Glossary R
Rasam refers to the sour, spicy and tangy clear/thin soup from Kerala, India using basic ingredients, among which is the Tamarind (Tamarind Paste) which gives Rasam its sour taste. Tomatoes and Lemon are also used to make Rasam taste sour. Other ingredients and spices used for making Rasam are onions, ginger, garlic, turmeric powder, mustard seeds, pepper, red chilies and a bit of Jaggery. Other versions make use of Cumin, Coriander and of course the Curry Leaves which seems to be a must in all the dishes from Kerala.

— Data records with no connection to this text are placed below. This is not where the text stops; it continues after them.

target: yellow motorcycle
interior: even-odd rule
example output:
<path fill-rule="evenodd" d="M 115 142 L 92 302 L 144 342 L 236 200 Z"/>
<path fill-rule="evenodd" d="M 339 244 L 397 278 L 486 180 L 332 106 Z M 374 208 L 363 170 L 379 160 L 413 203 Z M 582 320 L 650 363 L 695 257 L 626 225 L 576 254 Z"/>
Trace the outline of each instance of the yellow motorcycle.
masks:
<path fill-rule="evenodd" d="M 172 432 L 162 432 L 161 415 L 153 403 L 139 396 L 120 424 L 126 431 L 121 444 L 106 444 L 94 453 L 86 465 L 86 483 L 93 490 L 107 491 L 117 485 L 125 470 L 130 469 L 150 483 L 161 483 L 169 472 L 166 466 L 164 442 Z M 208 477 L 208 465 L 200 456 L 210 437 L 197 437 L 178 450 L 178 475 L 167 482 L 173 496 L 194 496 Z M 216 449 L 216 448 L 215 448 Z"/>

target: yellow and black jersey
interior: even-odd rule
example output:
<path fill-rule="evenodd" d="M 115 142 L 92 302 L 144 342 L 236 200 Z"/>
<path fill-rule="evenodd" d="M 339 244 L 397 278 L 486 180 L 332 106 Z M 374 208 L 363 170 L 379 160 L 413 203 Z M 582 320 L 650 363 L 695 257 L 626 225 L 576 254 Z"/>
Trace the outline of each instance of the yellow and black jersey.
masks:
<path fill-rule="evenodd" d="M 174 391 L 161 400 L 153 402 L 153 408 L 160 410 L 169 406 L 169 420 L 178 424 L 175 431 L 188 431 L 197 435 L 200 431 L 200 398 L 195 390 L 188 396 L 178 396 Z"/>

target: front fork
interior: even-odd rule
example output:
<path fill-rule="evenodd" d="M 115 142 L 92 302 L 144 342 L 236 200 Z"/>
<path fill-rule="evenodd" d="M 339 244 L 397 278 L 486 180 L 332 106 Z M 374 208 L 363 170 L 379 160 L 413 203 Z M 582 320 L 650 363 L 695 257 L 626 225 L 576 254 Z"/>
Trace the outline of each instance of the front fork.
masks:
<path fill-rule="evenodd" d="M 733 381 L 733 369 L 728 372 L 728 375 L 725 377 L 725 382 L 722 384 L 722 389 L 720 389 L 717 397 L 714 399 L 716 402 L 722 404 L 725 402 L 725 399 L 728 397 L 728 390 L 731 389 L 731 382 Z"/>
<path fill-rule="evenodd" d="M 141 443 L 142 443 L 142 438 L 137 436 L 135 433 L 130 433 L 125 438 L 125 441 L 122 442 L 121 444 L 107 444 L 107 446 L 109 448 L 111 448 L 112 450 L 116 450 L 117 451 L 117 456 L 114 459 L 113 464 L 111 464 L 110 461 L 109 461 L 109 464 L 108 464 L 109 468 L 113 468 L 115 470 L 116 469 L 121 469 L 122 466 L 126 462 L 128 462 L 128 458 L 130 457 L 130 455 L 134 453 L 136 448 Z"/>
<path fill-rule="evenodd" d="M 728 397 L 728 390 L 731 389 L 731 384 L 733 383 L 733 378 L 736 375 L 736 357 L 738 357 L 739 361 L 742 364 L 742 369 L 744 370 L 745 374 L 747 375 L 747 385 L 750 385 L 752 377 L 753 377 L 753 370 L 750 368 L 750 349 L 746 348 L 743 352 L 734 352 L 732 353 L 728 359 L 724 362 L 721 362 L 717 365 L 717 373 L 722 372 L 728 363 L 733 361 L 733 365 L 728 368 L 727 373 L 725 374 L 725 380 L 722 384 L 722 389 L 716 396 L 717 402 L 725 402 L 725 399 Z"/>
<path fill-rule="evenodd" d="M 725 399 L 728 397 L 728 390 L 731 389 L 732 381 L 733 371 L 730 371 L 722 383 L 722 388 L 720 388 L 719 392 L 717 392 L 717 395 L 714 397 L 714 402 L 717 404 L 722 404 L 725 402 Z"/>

Rusks are pieces of white bread which are dried and baked until golden brown. In Kerala, India, particularly in Allepey, they can be bought in most variety stores and eaten as snacks with hot coffee or tea or made into breadcrumbs as coating for Cutlets (fish or meat cutlets) before frying, as in Japanese Panko.
English: Ptarmigan / Deutsch: Alpenschneehuhn / Español: Lagópodo alpino / Português: Lagópode alpino / Français: Lagopède alpin / Italiano: Pernice bianca /
Rjúpa / Rjupa refers to a popular dish during Christmas time in Iceland which is made from Ptarmigan (Rjúpa), which is an exquisite wildfowl that feeds on ling, berries and herbs Rjúpa is mature Ptarmigan cooked in milk gravy.